Building Material Saturation in Storm Events and Natural Disasters
By: Christian Isaacson
Natural disasters can be one of the most unpredictable and impactful weather events that a homeowner or tenant ever face. Often times natural disasters such as hurricanes, deep freezes, and flooding can strike with little to no warning. With this in mind, we must remember that people affected by these disasters typically have little to no time to plan for these events resulting in little to no preventative measures being taken. To put this into perspective, let us use a flood as an example. In a typical, non-storm event water loss you will often have smaller amounts of water affecting different building materials in your home or business. Typically when facing these smaller scale water damages you will find lower saturation levels being retained because the excess moisture has been cleaned up using a variety of methods. This is especially important to note as one of the biggest differences in standard water losses and storm water losses is the amount of time that the water is left to dwell on the building materials.
Whether you are facing a fire damage, water damage, or both, it is important to keep in mind that building materials most homes and business’ are built of are in fact porous materials. Regardless of the difference in porosity, almost all building materials can soak up a substantial amount of water especially if they are left unattended for extended periods of time as is the case with hurricane and other natural disaster evacuations.

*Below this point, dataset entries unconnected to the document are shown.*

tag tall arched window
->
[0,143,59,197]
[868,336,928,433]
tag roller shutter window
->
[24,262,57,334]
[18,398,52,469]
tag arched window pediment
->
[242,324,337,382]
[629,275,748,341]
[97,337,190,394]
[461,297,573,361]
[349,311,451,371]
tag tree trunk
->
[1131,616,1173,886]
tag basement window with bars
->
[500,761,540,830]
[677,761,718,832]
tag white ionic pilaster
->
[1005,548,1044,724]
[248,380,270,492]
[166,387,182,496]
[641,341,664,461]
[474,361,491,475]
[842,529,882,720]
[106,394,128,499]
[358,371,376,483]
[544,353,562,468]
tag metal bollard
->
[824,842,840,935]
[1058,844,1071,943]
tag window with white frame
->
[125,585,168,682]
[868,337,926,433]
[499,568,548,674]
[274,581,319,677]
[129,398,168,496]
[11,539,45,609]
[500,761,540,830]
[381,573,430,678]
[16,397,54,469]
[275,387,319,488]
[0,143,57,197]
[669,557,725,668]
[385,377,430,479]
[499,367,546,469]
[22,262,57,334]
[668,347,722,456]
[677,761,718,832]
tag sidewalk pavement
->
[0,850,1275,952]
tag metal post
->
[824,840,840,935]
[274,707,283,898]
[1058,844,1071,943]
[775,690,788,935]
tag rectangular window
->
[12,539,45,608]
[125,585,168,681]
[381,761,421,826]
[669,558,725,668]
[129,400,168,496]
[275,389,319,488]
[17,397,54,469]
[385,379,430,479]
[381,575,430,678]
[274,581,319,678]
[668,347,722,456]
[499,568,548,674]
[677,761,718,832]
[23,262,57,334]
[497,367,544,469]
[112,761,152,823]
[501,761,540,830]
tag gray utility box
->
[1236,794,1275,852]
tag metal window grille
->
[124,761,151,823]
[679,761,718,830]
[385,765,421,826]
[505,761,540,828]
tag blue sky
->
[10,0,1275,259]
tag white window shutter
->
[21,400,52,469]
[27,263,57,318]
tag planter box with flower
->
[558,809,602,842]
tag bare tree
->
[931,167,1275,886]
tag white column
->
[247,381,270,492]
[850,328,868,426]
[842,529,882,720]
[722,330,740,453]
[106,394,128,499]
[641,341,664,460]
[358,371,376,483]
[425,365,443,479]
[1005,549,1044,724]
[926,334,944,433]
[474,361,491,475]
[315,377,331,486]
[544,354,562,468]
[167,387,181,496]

So you may be asking yourself, what does this extended dwell time on building materials mean to the restoration of a home after the disaster has passed? Well the short answer is that more dwell time means that more dry time will be needed to restore the moisture levels back to normal. But there is still one more major step to restoring your home or business after a natural disaster and that is the removal of all of those building materials that cannot be dried efficiently. This means that some or most of the cosmetic building materials affected such as drywall will need to be removed as the structural integrity of such materials is often compromised.